Marion’s Kodiak Organic Tomatos-Greenhouse grown
“Grow organic food you want to eat.”
Marion Owen lives in Kodiak Alaska where she cares for her well-established organic garden. She grows foods she wants to eat.
“The cool climate allows the kale to be sweeter. Green onions are huge!”
“I live in Kodiak Alaska where there’s the changing light and cooler climate. It’s OK to put things in the compost pile. I learn from experience.”
“I grow food I want to eat but I also want to provide food for the late pollinators. I don’t just garden for me but for other people, insects, birds. It’s all inclusive.”
Marion saves bumble bees who get caught up in a deep freeze. Hear how she does it on the podcast.
“Gardening is relaxing and reflective. I worked on a tug boat. I was getting tired of going out to sea. I had an internal conversation years ago. What do I want to do? Well two things came to my mind. Photography and gardening.”
“When I moved to Alaska and started my garden there was no dirt. Well I can’t have dirt delivered so I had to make my own. The traditional way of composting would take too many years. I researched it. Hot composting was how I made dirt.”
“I add the green stuff and brown stuff and in a few days it heats up. I turned it and it would cool down, then heat up again. In a few weeks, not years, I had dirt!”
“Sharing what I do is important. I’ve written for Alaska Magazine and I’ve also submitted photographs. I’ve been a keynote speaker at garden conferences and if I can garden in Kodiak then you can do it wherever you are in the world.”
“My garden is part of the earth. I think it’s important to know where your food comes from because it’s not all clean or healthy. Food security. Try supporting your local farmers’ market and talk to the growers.”
“In Kodiak I used to write a gardening column in the Kodiak Daily Mirror. The articles are available online.”
” I also am an advocate of community outreach. I help others to grow their garden and I also do a Veggies at Work program. Anybody can do this. I approach a business and ask them to purchase materials to have a raised box or bed at their work site.

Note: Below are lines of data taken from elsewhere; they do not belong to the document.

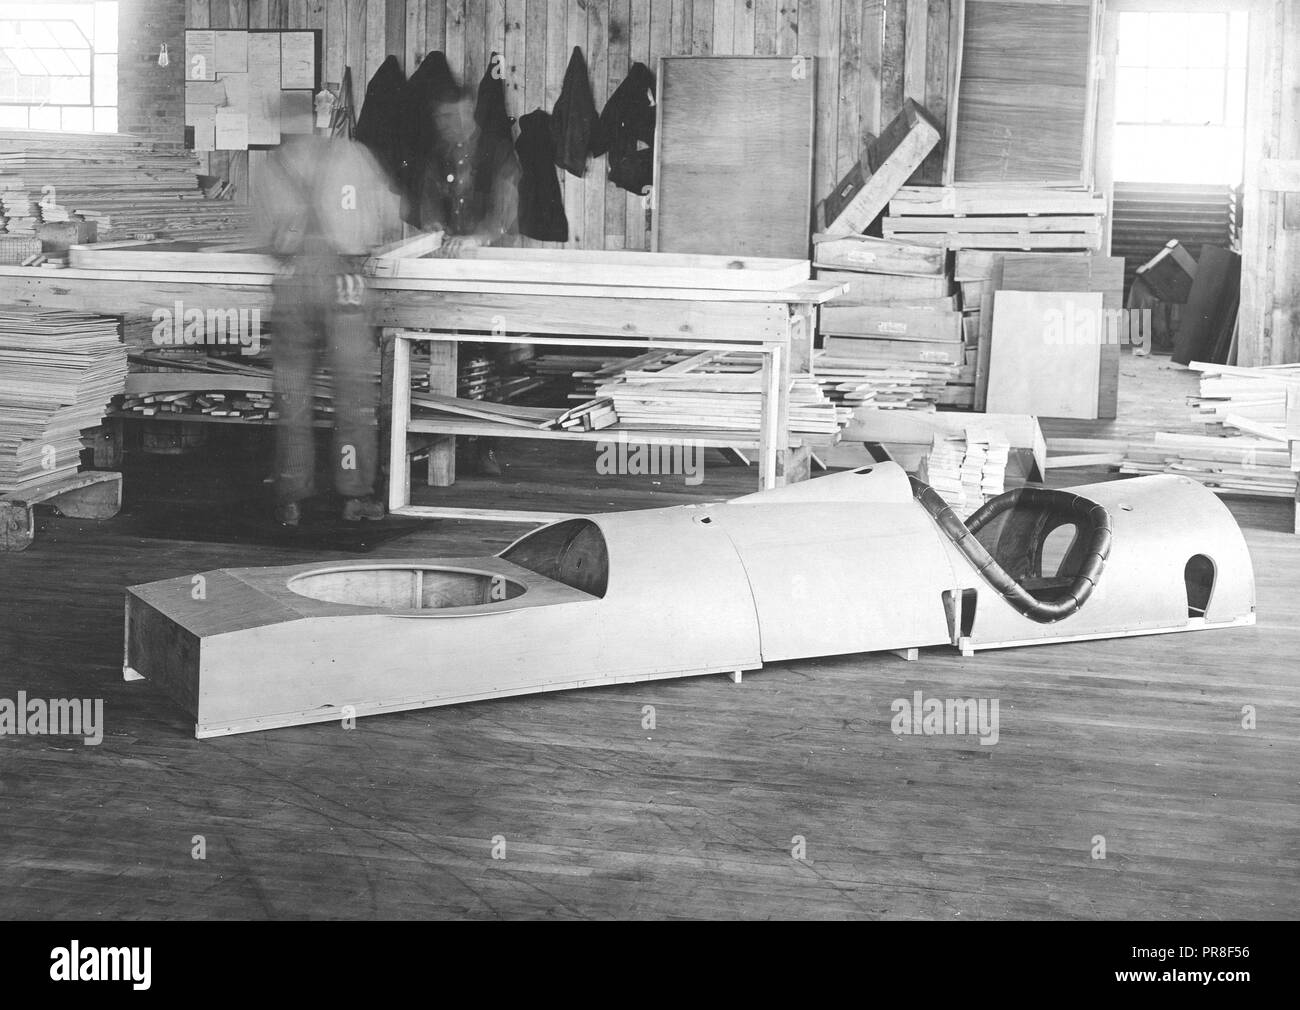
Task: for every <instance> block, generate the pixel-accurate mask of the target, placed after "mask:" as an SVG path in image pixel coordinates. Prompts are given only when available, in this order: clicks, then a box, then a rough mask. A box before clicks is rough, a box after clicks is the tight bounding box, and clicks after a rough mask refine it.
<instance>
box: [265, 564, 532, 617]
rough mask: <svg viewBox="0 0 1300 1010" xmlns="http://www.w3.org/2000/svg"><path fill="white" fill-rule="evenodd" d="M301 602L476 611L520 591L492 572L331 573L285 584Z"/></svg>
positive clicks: (517, 594)
mask: <svg viewBox="0 0 1300 1010" xmlns="http://www.w3.org/2000/svg"><path fill="white" fill-rule="evenodd" d="M289 588H290V589H291V590H294V591H295V593H296V594H298V595H300V597H307V598H308V599H318V601H321V602H322V603H342V604H344V606H350V607H383V608H387V610H446V608H450V607H481V606H484V604H487V603H500V602H502V601H506V599H513V598H515V597H519V595H523V594H524V591H525V588H524V586H523V585H521V584H520V582H516V581H513V580H511V578H506V577H504V576H499V575H494V573H491V572H467V571H459V569H451V568H424V567H415V565H412V567H409V568H408V567H393V568H335V569H331V571H322V572H307V573H304V575H300V576H295V577H294V578H290V580H289Z"/></svg>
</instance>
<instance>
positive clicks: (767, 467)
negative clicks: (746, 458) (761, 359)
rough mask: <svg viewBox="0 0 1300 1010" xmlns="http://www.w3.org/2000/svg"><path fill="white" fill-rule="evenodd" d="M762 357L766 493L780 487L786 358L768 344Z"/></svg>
mask: <svg viewBox="0 0 1300 1010" xmlns="http://www.w3.org/2000/svg"><path fill="white" fill-rule="evenodd" d="M762 355H763V370H762V381H763V403H762V407H761V411H762V415H761V420H759V446H758V480H759V487H761V489H762V490H764V491H766V490H770V489H772V487H776V486H777V480H776V473H777V469H776V467H777V451H779V447H780V441H779V432H777V429H779V425H780V421H779V417H780V399H781V396H780V381H781V359H783V357H784V355H783V354H781V346H780V344H775V343H770V344H764V346H763V350H762Z"/></svg>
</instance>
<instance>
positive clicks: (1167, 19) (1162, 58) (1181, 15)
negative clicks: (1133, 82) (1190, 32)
mask: <svg viewBox="0 0 1300 1010" xmlns="http://www.w3.org/2000/svg"><path fill="white" fill-rule="evenodd" d="M1148 42H1149V43H1151V65H1152V66H1187V14H1152V16H1151V31H1149V34H1148Z"/></svg>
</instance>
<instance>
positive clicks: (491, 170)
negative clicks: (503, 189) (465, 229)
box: [474, 53, 515, 192]
mask: <svg viewBox="0 0 1300 1010" xmlns="http://www.w3.org/2000/svg"><path fill="white" fill-rule="evenodd" d="M495 58H497V53H493V55H491V58H489V60H487V68H489V69H487V71H486V73H485V74H484V79H482V81H480V82H478V96H477V100H476V103H474V125H476V126H477V127H478V143H477V147H476V149H474V185H476V187H477V190H478V191H480V192H487V191H490V190H491V187H493V181H494V179H497V178H499V177H500V174H502V173H510V172H511V165H510V162H512V161H513V160H515V134H513V131H512V130H511V120H510V116H507V114H506V82H504V81H502V79H500V78H499V77H494V75H493V71H491V66H493V64H494V61H495Z"/></svg>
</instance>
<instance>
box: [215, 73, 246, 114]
mask: <svg viewBox="0 0 1300 1010" xmlns="http://www.w3.org/2000/svg"><path fill="white" fill-rule="evenodd" d="M221 87H222V90H224V91H225V95H226V108H227V109H230V110H231V112H243V113H247V112H248V74H222V75H221Z"/></svg>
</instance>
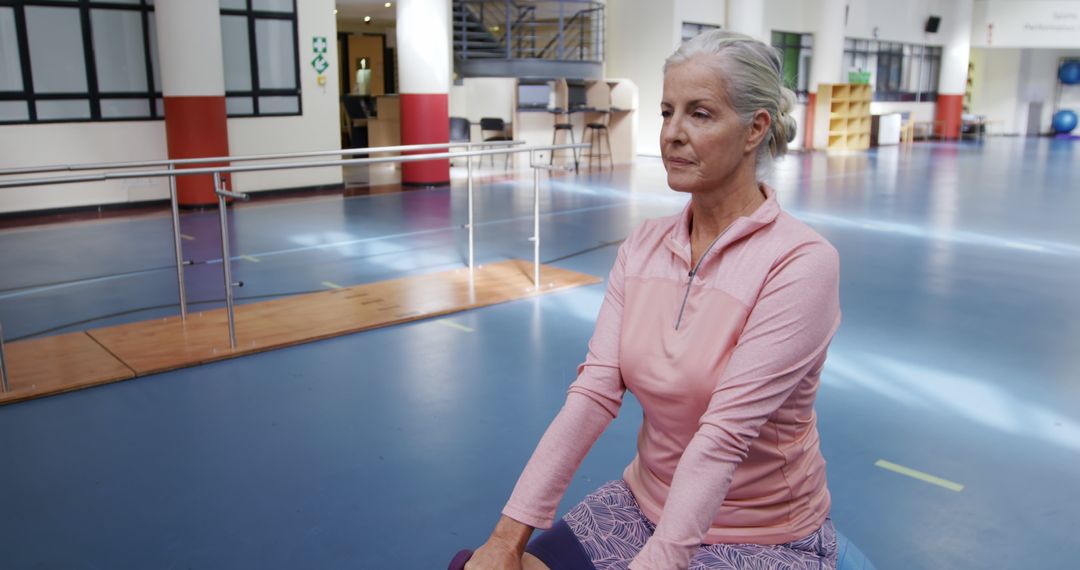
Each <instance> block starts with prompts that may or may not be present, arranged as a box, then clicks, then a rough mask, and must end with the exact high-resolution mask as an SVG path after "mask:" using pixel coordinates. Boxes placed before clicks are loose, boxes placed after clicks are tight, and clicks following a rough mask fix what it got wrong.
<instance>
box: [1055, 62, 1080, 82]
mask: <svg viewBox="0 0 1080 570" xmlns="http://www.w3.org/2000/svg"><path fill="white" fill-rule="evenodd" d="M1057 79H1059V80H1062V83H1065V84H1066V85H1076V84H1077V83H1080V62H1065V63H1064V64H1062V67H1059V68H1057Z"/></svg>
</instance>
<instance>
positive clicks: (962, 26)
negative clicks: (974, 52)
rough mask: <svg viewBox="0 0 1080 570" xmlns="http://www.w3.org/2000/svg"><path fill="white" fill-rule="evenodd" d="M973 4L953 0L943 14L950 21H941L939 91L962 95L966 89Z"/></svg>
mask: <svg viewBox="0 0 1080 570" xmlns="http://www.w3.org/2000/svg"><path fill="white" fill-rule="evenodd" d="M973 5H974V2H972V0H953V2H951V8H953V10H951V13H950V14H948V15H947V16H945V17H947V18H948V19H949V21H951V22H943V23H944V24H945V26H944V28H945V29H944V30H942V31H943V36H942V44H943V48H942V72H941V83H940V84H939V86H937V92H939V93H943V94H946V95H963V94H964V92H966V91H967V86H968V62H969V59H970V58H971V12H972V9H973ZM943 19H944V18H943Z"/></svg>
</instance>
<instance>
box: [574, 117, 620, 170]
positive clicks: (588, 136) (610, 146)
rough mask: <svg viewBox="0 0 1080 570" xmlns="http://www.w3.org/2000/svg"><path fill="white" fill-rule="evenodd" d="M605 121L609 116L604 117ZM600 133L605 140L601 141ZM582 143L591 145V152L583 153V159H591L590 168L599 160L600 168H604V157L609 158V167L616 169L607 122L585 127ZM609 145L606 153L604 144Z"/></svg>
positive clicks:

I plant and harvest vegetables to take to the food bank.
“There’s more connections and more positive imprints with Veggies at Work program. Employees are responsible for the vegetables through watering and weeding. They get to leave their desk and enjoy being outside.”
“I love photography. One of my favorite things is to not have an agenda for my photography. I want to be open to the gifts that are shown to me.”
“I have a bed and breakfast. Cliffhouse Bed and Breakfast. When I take patrons out on the boat for a photography class I want to help people bring home the memories and the best experience with photography. But also food. I use what is being produced in my garden for the Galley Gourmet Dinner Cruises.”
“When I am out walking I use all of my senses. The best writers say to use all of your senses. We forget about sound and smell and touch. Check in when you go for a walk. How do the trees or the grass feel?”
“Puffins are a favorite bird of mine to watch and to also photograph. They are such interesting birds. They spend a good seven months or longer out at sea. They are more comfortable as a bird swimming in the water than flying. They have to beat their wings around 400 beats per minute or they fall to the earth.”
“Their beautiful beak colors are for the dating game. They lose their colorful sheath in late August. Kodiak has the Tufted puffin and the Horned puffin.”
“Humans think in terms of time but in nature there is no stopping or starting. It just continues to flow. We too are a continuous flow. We don’t stop with living or dying.”
“I love to share. I’m not the grower or the photographer. I’m just the cheerleader. I can instill the realization into others that we’re here for a short time and let the plants and sea otters talk to us and realize there is more out there happening.”